Isolation of Genomic DNA from Mycobacteria
Lysozyme solution: 50 mg/ml.
Store in small aliquots at -20°C Use one aliquot each time, do not freeze and thaw twice.
10 g SDS/100 ml distilled water. Dissolve by heating at 65 °C for 20 min. Do not autoclave. Store at room temp for no longer than 1 month.
Proteinase K: 20 mg/ml.
Store in small aliquots at -20 °C Use one aliquot each time, do not freeze and thaw twice.
29.2 g NaCl/100 ml distilled water. Autoclave. Store at room temp for no longer than 1 year.
CTAB/NaCl (10 %CTAB in 0.7 M NaCl)
Dissolve 4.1 g NaCl in 80 ml distilled water. While stirring, add 10 g CTAB. If necessary, heat solution to 65 °C Adjust the volume to 100 ml with distilled water. Store at room temp. for no longer than 6 months.
Mix 1 volume of Phenol (pH8.0 Tris HCl Saturated) with 1 volume of chloroform. Store at 4 °C, overnight.
- Inoculate a Löwenstein Jensen medium with the mycobacterial strain of interest and incubate at 37 °C until growth becomes clearly visible.
- Transfer at least one loopfull of cells into a microcentrifuge tube (1.5 ml) containing 400 μl TE. Heat 30 min at 80 °C to kill cells. And cool at room temp.
- Add 4 to 5 glass beads, vortex to separate cells.
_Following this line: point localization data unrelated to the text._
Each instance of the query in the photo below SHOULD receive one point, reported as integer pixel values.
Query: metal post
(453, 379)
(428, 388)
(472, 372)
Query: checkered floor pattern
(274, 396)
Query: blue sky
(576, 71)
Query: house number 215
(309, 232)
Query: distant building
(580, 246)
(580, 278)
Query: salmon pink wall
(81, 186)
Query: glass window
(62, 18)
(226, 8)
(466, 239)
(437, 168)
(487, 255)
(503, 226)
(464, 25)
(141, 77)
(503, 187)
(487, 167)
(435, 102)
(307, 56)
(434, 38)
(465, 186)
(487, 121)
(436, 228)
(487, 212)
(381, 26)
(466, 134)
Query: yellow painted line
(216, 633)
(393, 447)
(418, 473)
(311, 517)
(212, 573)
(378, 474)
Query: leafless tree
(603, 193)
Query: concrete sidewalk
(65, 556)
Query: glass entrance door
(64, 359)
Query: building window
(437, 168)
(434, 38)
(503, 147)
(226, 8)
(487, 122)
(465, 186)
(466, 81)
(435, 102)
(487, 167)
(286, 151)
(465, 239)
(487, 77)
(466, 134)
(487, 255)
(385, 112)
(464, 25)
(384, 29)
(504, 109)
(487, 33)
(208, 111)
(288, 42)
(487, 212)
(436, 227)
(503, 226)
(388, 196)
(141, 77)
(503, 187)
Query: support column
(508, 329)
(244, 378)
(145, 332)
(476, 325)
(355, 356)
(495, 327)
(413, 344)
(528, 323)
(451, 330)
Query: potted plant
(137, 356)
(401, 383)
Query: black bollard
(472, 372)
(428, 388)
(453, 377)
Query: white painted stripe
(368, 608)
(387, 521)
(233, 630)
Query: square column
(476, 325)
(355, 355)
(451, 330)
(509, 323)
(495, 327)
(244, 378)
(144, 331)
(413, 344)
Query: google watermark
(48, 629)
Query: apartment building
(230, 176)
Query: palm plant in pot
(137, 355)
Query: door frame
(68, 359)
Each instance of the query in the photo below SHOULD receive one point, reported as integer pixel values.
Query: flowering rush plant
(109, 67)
Add 30 μl lysozyme（50 mg/ml) vortex and incubate at least 1 hour at 37 °C. (preferable overnight).
- Add 70 μl 10 % SDS, 10 μl proteinase K (20 mg/ml), vortex softly and incubate 15 min at 65 °C.
- Add 100 μl 5M NaCl.
- Add 100 μl CTAB/NaCl which is prewarmed at 65 °C. Vortex and incubate 10 min at 65° C.
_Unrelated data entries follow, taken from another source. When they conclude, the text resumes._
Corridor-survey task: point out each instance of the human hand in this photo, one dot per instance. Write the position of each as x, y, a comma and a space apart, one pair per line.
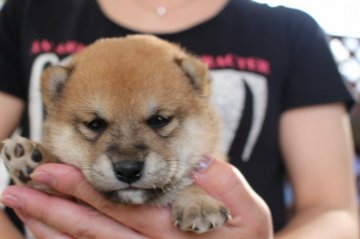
105, 219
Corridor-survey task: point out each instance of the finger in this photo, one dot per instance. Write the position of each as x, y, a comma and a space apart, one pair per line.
64, 216
68, 180
40, 229
224, 182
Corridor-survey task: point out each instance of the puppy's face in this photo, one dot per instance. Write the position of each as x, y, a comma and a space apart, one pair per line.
132, 113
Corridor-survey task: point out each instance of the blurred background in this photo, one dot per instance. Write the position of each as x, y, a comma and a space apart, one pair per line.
340, 20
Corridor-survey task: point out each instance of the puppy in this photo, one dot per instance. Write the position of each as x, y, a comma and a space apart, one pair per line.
134, 115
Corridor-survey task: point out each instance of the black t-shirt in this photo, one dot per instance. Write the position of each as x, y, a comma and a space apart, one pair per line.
263, 62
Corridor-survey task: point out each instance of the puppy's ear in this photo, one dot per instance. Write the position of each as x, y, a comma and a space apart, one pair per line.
53, 81
197, 73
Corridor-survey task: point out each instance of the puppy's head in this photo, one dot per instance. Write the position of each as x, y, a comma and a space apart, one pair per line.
132, 113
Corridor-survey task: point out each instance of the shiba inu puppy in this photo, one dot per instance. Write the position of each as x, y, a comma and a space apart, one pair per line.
134, 115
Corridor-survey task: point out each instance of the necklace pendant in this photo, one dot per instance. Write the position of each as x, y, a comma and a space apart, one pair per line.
161, 11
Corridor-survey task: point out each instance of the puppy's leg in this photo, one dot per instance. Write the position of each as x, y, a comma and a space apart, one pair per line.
194, 210
21, 156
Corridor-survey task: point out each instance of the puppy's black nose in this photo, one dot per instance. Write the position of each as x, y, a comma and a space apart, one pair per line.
128, 171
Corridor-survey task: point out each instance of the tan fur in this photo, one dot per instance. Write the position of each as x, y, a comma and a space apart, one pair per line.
124, 82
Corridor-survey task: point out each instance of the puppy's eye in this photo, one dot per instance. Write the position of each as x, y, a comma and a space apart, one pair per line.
96, 125
158, 121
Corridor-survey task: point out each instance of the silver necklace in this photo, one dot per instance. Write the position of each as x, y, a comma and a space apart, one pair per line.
160, 11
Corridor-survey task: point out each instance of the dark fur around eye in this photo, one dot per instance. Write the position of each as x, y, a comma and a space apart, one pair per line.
97, 125
158, 121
- Add a volume of about 700 μl Phenol/Chloroform, turn the tube a few times upside down softly (in order not to break the DNA chain), and centrifuge at room temp for 15 min at 11,000 g. Transfer the aqueous supernatant to a new microcentrifuge tube carefully.
- Add the same volume of Phenol/Chloroform, turn the tube a few times upside down softly and centrifuge at room temp for 10 min at 13,000 g. Transfer the aqueous supernatant to a new microcentrifuge tube carefully.
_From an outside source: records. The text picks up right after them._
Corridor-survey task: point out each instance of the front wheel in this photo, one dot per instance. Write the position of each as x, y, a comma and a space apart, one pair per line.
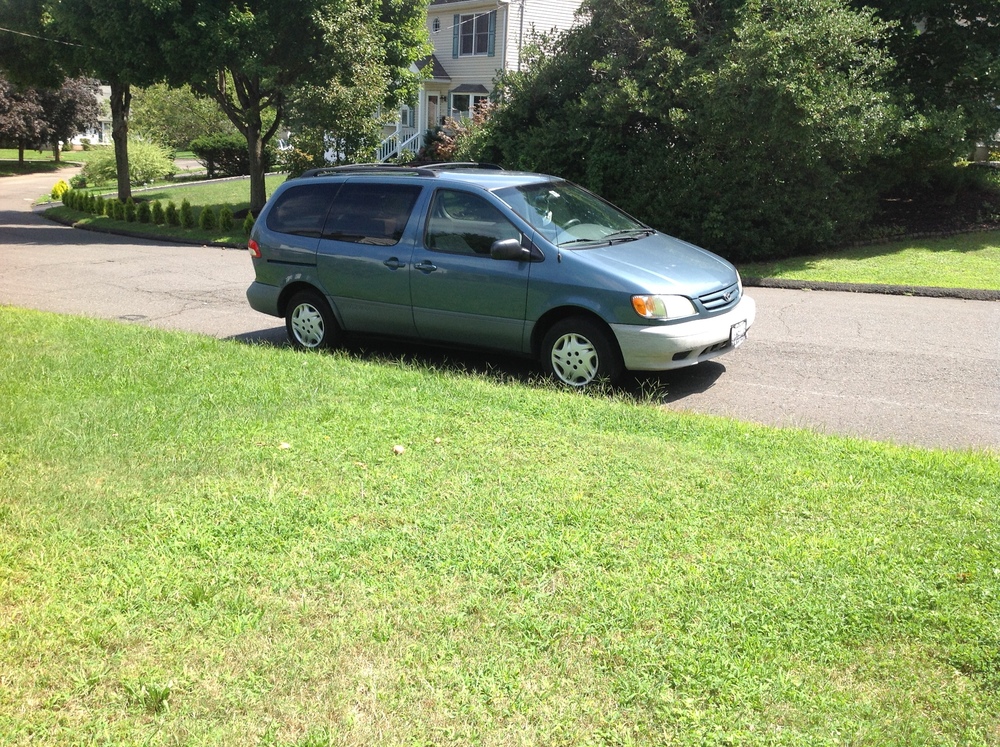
577, 352
309, 321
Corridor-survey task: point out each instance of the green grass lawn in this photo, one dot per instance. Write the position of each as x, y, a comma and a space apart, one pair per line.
964, 261
233, 193
209, 543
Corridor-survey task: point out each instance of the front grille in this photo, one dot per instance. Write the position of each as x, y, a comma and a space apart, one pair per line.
721, 299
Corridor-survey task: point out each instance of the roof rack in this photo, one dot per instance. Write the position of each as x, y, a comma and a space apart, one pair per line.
367, 168
450, 165
427, 169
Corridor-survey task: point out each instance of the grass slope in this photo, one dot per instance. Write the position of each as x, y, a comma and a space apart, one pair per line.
963, 261
203, 542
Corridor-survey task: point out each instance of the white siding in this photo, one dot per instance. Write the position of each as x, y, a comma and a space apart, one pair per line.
539, 17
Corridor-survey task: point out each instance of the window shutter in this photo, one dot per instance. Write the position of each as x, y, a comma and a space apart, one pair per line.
491, 49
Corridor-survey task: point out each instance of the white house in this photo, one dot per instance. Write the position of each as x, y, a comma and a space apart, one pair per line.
473, 41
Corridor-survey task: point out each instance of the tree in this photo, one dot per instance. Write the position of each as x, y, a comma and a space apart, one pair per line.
176, 116
69, 110
947, 58
21, 116
250, 55
746, 126
118, 42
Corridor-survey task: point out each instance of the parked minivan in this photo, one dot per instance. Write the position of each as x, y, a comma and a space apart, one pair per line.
474, 256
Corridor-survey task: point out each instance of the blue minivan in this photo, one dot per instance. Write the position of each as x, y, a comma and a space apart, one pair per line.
476, 256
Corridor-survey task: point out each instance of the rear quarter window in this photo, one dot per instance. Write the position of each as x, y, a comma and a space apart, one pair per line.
368, 213
302, 210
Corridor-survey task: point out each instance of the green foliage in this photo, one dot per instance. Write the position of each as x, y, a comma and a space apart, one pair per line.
751, 130
175, 116
60, 188
225, 154
186, 215
206, 218
225, 218
147, 162
294, 161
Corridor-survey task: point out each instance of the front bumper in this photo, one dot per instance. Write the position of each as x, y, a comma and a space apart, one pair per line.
662, 347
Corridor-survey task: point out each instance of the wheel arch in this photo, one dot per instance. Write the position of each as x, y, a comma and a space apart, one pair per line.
556, 315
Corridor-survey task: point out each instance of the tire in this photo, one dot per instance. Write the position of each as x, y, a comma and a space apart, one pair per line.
310, 322
578, 352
- Add 0.6 volume isopropanol to precipitate the nucleic acids. Place at least 30 min at -20 °C (or longer), Spin 10 min at room temp in a microcentrifuge at 13,000 g.
- Discard the supernatant. Add 1 ml of cold 75 % Ethanol and turn the tube a few times upside down. Spin 5 min at room temp in a microcentrifuge and discard the supernatant cautiously. Permit the pellet to dry at room temp (about 10 min ).
- Redissolve the pellet in 100 μl TE buffer. 37 °C for 30 min or room temp until the DNA totally dissolved.
- In procedure 3, cells should be separated enough before adding lysozyme.
- In procedure 8, if the genomic DNA has been extracted good enough, white floccules could be seen. Using a pep tip, drag the floccules up and redissolve them in TE buffer.
- In procedure 11, in order to dissolve DNA completely, the tube could be left in room temp or at 4 °C overnight.